Ia menekankan bahwa yang harus menjadi PR bagi BGN adalah memastikan menu yang dihadirkan memenuhi gizi para siswa. Ia menyoroti permasalahan program MBG yang masih dikeluhkan oleh masyarakat RI sampai saat ini.

"Yang seharusnya menjadi perhatian utama kita saat ini adalah bagaimana memastikan makanan yang dibagikan benar-benar bergizi, aman dikonsumsi, terdistribusi tepat waktu, serta menjangkau seluruh anak yang berhak," katanya.

"Di saat masih ada persoalan pemerataan layanan dan kualitas pelaksanaan di lapangan, saya kira kurang tepat jika energi dan wacana publik diarahkan pada hal-hal yang tidak esensial," sambungnya.

Ashabul mengatakan semestinya BGN meningkatkan edukasi gizi ke sekolah-sekolah.
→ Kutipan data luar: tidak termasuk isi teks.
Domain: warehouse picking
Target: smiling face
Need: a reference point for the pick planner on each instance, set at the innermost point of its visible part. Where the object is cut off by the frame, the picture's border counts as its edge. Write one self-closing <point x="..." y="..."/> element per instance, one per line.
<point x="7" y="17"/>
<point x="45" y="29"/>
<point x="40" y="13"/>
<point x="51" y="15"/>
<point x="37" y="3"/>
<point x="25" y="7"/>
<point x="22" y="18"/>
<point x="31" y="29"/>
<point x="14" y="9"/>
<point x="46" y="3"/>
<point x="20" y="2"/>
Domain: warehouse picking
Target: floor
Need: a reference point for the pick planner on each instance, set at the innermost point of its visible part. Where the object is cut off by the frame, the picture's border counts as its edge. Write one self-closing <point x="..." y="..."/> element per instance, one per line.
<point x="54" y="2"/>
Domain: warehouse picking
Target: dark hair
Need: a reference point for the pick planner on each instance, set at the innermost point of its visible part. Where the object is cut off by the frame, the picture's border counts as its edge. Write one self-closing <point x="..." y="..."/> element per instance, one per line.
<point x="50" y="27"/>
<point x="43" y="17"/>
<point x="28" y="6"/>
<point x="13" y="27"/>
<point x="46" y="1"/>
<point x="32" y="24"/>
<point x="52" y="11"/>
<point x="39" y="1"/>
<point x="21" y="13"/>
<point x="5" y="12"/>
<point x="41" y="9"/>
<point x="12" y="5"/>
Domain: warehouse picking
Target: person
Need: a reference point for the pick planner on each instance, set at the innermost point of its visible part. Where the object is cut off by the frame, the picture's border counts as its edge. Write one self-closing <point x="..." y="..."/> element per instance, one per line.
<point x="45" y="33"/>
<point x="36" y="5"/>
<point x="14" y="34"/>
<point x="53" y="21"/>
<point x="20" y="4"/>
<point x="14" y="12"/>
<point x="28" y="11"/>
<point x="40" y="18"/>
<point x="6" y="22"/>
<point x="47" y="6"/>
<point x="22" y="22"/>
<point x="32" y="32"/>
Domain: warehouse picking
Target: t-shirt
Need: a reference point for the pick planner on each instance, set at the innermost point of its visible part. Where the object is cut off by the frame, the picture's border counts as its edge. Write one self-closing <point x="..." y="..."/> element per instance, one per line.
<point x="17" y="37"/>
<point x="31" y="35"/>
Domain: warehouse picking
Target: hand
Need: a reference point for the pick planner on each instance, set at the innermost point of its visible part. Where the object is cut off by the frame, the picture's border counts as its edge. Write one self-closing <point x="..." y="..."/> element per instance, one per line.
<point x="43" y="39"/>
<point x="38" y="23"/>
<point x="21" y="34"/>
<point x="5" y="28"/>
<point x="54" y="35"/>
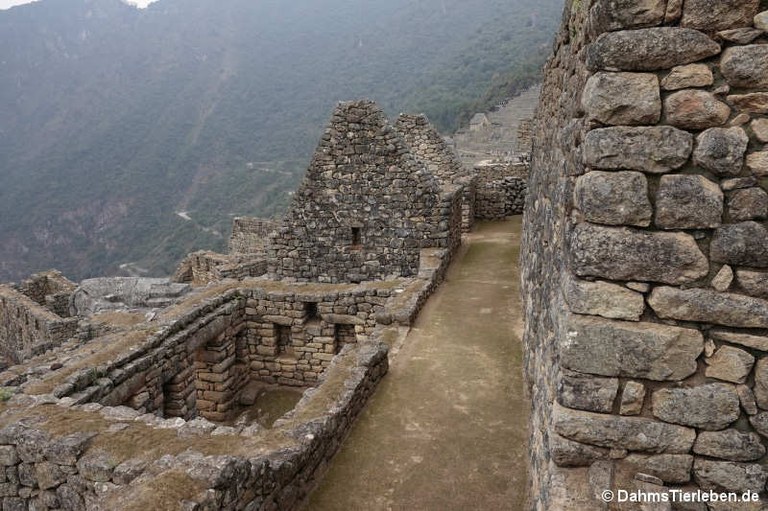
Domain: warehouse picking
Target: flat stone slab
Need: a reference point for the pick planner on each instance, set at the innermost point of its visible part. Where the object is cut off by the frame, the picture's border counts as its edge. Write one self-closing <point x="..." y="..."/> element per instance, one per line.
<point x="629" y="254"/>
<point x="709" y="306"/>
<point x="616" y="432"/>
<point x="636" y="350"/>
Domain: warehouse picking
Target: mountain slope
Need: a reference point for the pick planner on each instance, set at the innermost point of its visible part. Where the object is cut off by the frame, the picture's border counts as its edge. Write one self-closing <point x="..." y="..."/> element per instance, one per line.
<point x="114" y="119"/>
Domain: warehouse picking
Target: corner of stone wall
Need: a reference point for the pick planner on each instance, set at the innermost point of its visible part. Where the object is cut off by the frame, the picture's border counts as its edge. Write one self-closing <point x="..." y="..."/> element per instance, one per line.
<point x="645" y="253"/>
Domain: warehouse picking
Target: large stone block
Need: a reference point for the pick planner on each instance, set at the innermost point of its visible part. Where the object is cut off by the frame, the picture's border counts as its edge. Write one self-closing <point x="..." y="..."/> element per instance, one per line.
<point x="628" y="254"/>
<point x="655" y="149"/>
<point x="649" y="49"/>
<point x="688" y="202"/>
<point x="635" y="350"/>
<point x="746" y="66"/>
<point x="585" y="392"/>
<point x="695" y="109"/>
<point x="730" y="476"/>
<point x="622" y="98"/>
<point x="742" y="244"/>
<point x="616" y="432"/>
<point x="729" y="444"/>
<point x="748" y="204"/>
<point x="614" y="198"/>
<point x="709" y="306"/>
<point x="711" y="407"/>
<point x="603" y="299"/>
<point x="691" y="75"/>
<point x="720" y="15"/>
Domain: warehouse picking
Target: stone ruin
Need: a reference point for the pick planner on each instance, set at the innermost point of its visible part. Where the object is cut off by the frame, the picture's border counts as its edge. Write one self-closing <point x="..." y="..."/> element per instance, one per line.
<point x="128" y="393"/>
<point x="645" y="254"/>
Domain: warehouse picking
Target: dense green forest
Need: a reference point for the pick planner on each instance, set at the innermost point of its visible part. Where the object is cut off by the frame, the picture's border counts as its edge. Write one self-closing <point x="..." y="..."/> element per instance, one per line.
<point x="113" y="120"/>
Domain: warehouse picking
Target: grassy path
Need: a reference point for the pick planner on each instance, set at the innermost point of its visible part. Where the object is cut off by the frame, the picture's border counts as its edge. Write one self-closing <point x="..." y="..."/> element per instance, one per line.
<point x="446" y="430"/>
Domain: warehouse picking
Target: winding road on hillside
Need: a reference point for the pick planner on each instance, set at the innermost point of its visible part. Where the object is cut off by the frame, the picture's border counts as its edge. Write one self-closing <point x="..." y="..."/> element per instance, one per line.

Ia mewanti-wanti usulan tersebut hanya menimbulkan gimik yang berisiko.

"Kalau memang ingin meningkatkan ketertarikan dan kesadaran anak-anak, pendekatannya bisa melalui edukasi gizi yang lebih baik di sekolah, keterlibatan guru dan tenaga kesehatan, serta komunikasi yang ramah anak tanpa harus berlebihan. Negara hadir dengan cara yang mendidik, bukan dengan gimik yang berisiko disalahpahami," ungkapnya

Baca Juga : Komisi X Minta Evaluasi Komperehensif soal Mobil MBG Tabrak Siswa SD di Jakut

Ia mengingatkan BGN untuk berhati-hati dalam menyampaikan gagasan ke publik. Ashabul menekankan setiap kebijakan yang disampaikan perlu pertimbangan yang matang, apalagi BGN mengatur anggaran dalam jumlah besar.

"Program ini menggunakan anggaran negara dan berada dalam sorotan masyarakat. Setiap ide perlu dipertimbangkan secara matang, tidak hanya dari sisi kreativitas, tetapi juga dari sisi etika publik dan dampaknya terhadap kepercayaan masyarakat," ujar Ashabul.

"Jadi, ini bukan soal boleh atau tidak boleh memakai kostum, melainkan soal prioritas. Program Makan Bergizi Gratis harus dijalankan dengan fokus, bermartabat, dan berorientasi pada manfaat nyata bagi anak-anak. Itulah yang paling penting," imbuhnya.

Sebelumya, Wakil Kepala Badan Gizi Nasional (BGN) Nanik Sudaryati Deyang mengusulkan sopir mobil pengantar menu Makan Bergizi Gratis (MBG) memakai kostum Power Rangers. Dia berharap hal itu membuat anak-anak antusias makan.

Nanik mengatakan SPPG juga bisa bekerja sama dengan tenaga ahli kesehatan di puskesmas, kader posyandu, maupun PKK untuk memberikan penyuluhan gizi ibu hamil, ibu menyusui, dan balita. Selain itu, SPPG juga bisa bekerja sama dengan lurah untuk membuat forum pertemuan di desa-desa terkait penyuluhan gizi dan menjelaskan tentang MBG.

Dia lalu mengapresiasi kepala SPPG, akuntan, ahli gizi, mitra, serta relawan dapur yang kreatif untuk pendidikan gizi anak-anak. Misalnya, untuk mendorong minat anak-anak makan sayuran, pengantar hidangan MBG memakai kostum Power Rangers.